SQLObject is a great object-relational mapper (ORM). Once you set up your classes, using SQLObject is about as transparent as an ORM can get. The downside is that you’re still doing mapping so you can’t completely forget about the fact that there’s a relational database back there.

With the ZODB, you can store any objects you need to in there, and you can do convenient Pythonic things, like adding new variables to instances that are stored in the database.

Since it sits on a relational database, SQLObject gives you excellent querying capability out-of-the-box. With the ZODB, you need to use a “catalog” to do anything other than what is effectively a “primary key search”. The catalog maintains indexes of the objects based on whatever attributes you need to index and will run queries against those indexes. Using the persistent BTrees that come with the ZODB, these indexes are very easy to create.

Note, however, that you need to create these indexes yourself and keep them up to date. IndexedCatalog can provide a little more of the relational database ease-of-use for searching.

The ZODB comes with a full-text search index, which sqlite does not.

The downside of ZODB

The ZODB, particularly with MVCC, works great for the application for which is was developed: web sites. The biggest trouble that I have with it for a desktop application is the packing operation required by the FileStorage. FileStorage is by far the most used (and maintained) way to store the database data. I don’t believe there is presently a maintained storage that does not require packing.

The good thing about packing is that it can happen in the background. The bad thing is that packing a 250MB database file down to 195MB takes many minutes (on my 1.25GHz PowerBook) with the Python process grabbing as much CPU as it can. It’s fine for a website to do a pack during off-peak hours, but sucking up a desktop user’s CPU for a good long time is unpleasant.

The ZODB tends to grow more quickly than a relational database does. The ZODB stores pickles of the objects. If you look at how pickles are stored, everything from an object’s dict gets dropped directly into the pickle with both the key and value. This makes sense, because any instance can have any set of attributes in its dict. I noticed that using slots does not seem to gain you any extra space efficiency in your pickles. Since a relational database has no such flexibility in storage, it can be far more efficient in space. That 195MB ZODB I mentioned is about 75MB in sqlite. Luckily, disk space is cheap.

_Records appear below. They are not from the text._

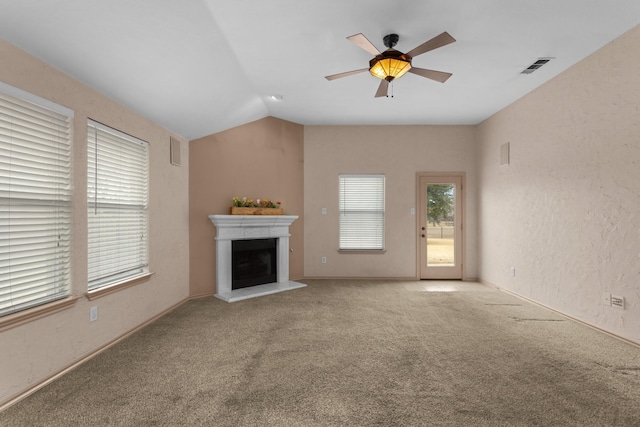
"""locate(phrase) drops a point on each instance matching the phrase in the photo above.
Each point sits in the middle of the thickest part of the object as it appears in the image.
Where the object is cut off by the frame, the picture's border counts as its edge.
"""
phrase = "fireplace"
(253, 262)
(262, 246)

ZODB (with FileStorage) uses a bit more memory than sqlite. I believe the current figure is about 8 bytes per persistent object to keep track of where the objects are in the big .fs database file. This is not too onerous. 1 million objects means 8MB of memory used, and machines can readily handle that.

It’s just worth pointing out that the ZODB is more resource hungry than sqlite.

Conclusion

Isn’t computer science great? There’s very rarely a “perfect” solution to a problem. I figured I’d write this up to help anyone who might be thinking about how they want to store their data in their application. sqlite and the ZODB have some significant differences and choosing one over the other really means taking into account what is most important for your application.